# Importing Libraries

In [45]:
import nltk
import random
import string
import bs4 as bs
import requests
import re
import warnings
warnings.filterwarnings('ignore')

from sklearn.feature_extraction.text import TfidfVectorizer
from sklearn.metrics.pairwise import cosine_similarity

nltk.download('punkt')
nltk.download('wordnet')

[nltk_data] Downloading package punkt to /root/nltk_data...
[nltk_data]   Package punkt is already up-to-date!
[nltk_data] Downloading package wordnet to /root/nltk_data...
[nltk_data]   Package wordnet is already up-to-date!


True

# Data Extraction

In [46]:
nltk.download('omw-1.4')

[nltk_data] Downloading package omw-1.4 to /root/nltk_data...
[nltk_data]   Package omw-1.4 is already up-to-date!


True

In [47]:
r = requests.get('https://en.wikipedia.org/wiki/Cuisine')
raw_html = r.text


# Data Preparation

In [48]:
corpus_html = bs.BeautifulSoup(raw_html)

corpus_paras = corpus_html.find_all('p')
corpus_text = ''

for para in corpus_paras:
  corpus_text += para.text

corpus_text = corpus_text.lower()

# Data Preprocessing

In [49]:
corpus_text = re.sub(r'\[[0-9]*\]', ' ', corpus_text)
corpus_text = re.sub(r'\s+', ' ', corpus_text)

In [50]:
corpus_sentences = nltk.sent_tokenize(corpus_text)
corpus_words = nltk.word_tokenize(corpus_text)

# Defining Greet Function

In [51]:
greeting_inputs = ['hey', 'hello', 'good morning', 'ssup?']
greeting_responses = ['hey', 'How are you', 'Hi', 'Whatsup']

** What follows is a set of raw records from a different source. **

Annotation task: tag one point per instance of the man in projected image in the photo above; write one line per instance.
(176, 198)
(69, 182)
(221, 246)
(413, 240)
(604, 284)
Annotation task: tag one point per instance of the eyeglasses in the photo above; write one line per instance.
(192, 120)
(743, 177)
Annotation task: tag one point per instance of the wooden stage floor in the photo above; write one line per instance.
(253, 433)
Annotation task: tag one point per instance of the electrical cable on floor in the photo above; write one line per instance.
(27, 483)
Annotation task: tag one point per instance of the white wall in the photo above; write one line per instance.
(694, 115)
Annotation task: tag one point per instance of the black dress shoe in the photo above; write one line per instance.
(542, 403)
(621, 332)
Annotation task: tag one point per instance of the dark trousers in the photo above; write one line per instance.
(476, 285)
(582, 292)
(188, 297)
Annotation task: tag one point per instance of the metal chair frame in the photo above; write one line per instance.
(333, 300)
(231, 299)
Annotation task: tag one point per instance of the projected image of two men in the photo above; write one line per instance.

def greet_response(greeting):
  for token in greeting.split():
    if token.lower() in greeting_inputs:
      return random.choice(greeting_responses)


# Lemmatizing

In [52]:
wn_lemmatizer = nltk.stem.WordNetLemmatizer()

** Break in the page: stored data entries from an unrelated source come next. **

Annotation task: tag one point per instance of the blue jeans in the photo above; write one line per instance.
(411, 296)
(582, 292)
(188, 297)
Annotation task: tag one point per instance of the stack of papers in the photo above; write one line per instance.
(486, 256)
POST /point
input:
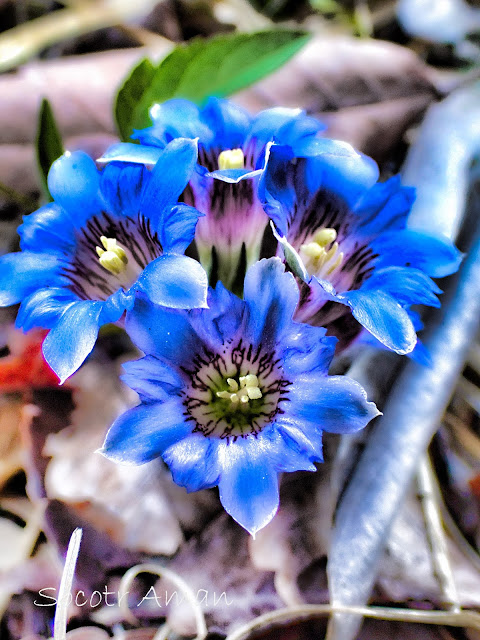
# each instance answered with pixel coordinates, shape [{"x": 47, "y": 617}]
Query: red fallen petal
[
  {"x": 475, "y": 485},
  {"x": 26, "y": 367}
]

def lemmatize_corpus(tokens):
  return [wn_lemmatizer.lemmatize(token) for token in tokens]

punct_removal_dict = dict((ord(punctuation), None) for punctuation in string.punctuation)

def get_processed_text(document):
  return lemmatize_corpus(nltk.word_tokenize(document.lower().translate(punct_removal_dict)))

# TF-IDF Vectorizer

In [53]:
def respond(user_input):
  bot_response = ''
  corpus_sentences.append(user_input)

  word_vectorizer = TfidfVectorizer(tokenizer = get_processed_text, stop_words = 'english')
  corpus_word_vectors = word_vectorizer.fit_transform(corpus_sentences)

  cos_sim_vectors = cosine_similarity(corpus_word_vectors[-1], corpus_word_vectors)
  similar_response_idx = cos_sim_vectors.argsort()[0][-2]

  matched_vector = cos_sim_vectors.flatten()
  matched_vector.sort()
  vector_matched = matched_vector[-2]

  if vector_matched == 0:
    bot_response = bot_response + 'Sorry! I dont understand'
    return bot_response

  else:
    bot_response = bot_response + corpus_sentences[similar_response_idx]
    return bot_response

# Preparing ChatBox

In [None]:
chat = True
print('Hello! What do you want to learn about cuisines today?')

while(chat ==  True):
  user_query = input()
  #user_query = user_query.lower()
  if user_query != 'quit':
    if user_query == 'thanks' or user_query == 'thank you':
      chat = False
      print('You are welcome!')
    else:
      greet_response(user_query)
      if greet_response(user_query) != None:
        print('True!')
        print('CuisineBost: ' + greet_response(user_query))
      else:
        print('Found none input')
        print('CuisineBot: ', end='')
        print(respond(user_query))
        corpus_sentences.remove(user_query)
  else:
    chat = False
    print('CuisineBot: Good Bye')

Hello! What do you want to learn about cuisines today?
Hi
Found none input
CuisineBot: Sorry! I dont understand
Hi
Found none input
CuisineBot: Sorry! I dont understand
hey
True!
CuisineBost: hey
hey
True!
CuisineBost: Whatsup
food
Found none input
CuisineBot: market stalls selling food are found across southeast asia.